I think that Mom isn’t here and she would like this, but then I look at Dad—he’s beaming—and Bubbe and Lindsay, and I feel really good, even without Mom. But then I notice her tuba in the corner, and a little wave of sadness washes over me. It still feels like part of my family is missing.
“I’d like to ask you a few questions,” Mr. Levine says. “And a photographer will be here to take some pictures.”
“Okay,” I say, but my voice cracks, and I’m glad this isn’t a TV interview.
Mr. Levine asks if it’s okay to tape-record our conversation.
I nod.
“You’ll have to say it out loud for the tape recorder.”
“Um, yes.” I’m trembling. I can’t believe Sophie kissed me. And Tommy and his friend tried to kill me. And now this.
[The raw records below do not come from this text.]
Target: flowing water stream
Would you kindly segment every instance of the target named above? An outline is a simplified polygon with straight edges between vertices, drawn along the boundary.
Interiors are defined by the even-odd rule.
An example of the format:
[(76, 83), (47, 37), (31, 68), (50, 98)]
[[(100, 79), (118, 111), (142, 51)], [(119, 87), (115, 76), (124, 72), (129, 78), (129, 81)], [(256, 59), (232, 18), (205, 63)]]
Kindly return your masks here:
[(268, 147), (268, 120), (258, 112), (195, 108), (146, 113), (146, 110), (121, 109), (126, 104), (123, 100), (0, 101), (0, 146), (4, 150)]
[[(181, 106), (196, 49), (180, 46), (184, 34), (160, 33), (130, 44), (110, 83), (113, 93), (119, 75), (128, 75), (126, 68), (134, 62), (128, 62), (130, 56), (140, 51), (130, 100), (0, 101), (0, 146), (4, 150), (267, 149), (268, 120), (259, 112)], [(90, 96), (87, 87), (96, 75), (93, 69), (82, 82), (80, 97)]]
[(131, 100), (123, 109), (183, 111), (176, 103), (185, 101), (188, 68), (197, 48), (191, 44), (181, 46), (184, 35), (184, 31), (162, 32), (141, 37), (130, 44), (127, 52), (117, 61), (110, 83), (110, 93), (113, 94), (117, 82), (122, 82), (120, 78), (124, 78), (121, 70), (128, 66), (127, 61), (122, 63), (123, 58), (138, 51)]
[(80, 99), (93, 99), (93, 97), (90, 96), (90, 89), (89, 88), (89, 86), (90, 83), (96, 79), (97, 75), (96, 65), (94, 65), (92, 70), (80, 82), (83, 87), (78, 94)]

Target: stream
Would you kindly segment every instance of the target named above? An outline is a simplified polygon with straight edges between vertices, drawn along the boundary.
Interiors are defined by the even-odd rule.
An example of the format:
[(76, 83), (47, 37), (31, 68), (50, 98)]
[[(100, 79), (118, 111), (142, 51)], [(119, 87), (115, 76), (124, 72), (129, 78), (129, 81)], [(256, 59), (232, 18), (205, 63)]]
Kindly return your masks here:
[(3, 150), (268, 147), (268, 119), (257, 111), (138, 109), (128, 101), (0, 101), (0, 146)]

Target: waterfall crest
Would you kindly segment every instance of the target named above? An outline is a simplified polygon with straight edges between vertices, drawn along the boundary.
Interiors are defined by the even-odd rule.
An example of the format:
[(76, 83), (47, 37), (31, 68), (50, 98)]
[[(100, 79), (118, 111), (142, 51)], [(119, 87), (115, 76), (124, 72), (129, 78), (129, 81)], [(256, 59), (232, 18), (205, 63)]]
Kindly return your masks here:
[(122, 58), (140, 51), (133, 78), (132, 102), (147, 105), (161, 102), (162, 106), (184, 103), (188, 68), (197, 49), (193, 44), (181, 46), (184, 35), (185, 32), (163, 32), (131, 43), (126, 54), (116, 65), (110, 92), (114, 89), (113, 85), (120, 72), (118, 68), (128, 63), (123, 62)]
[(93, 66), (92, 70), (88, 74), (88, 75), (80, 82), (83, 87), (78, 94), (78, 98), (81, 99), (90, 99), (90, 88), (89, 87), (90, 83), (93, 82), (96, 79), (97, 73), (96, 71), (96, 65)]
With the tape recorder between us and its green light glowing, Mr. Levine asks me lots of questions, like “Are you a big fan of The Daily Show?” and “What’s your favorite subject at school?” He grins after he asks this, and says, “And you can’t cheat and say lunch.”
No worries there. I wipe sweat off my upper lip and tell him that I’m a huge fan of The Daily Show and science is my favorite class.
When the photographer arrives, she takes pictures of me at my computer, me in front of fake New York, me holding Hammy and Hammy running on his wheel.
“Who gave you the hamster?” Mr. Levine asks.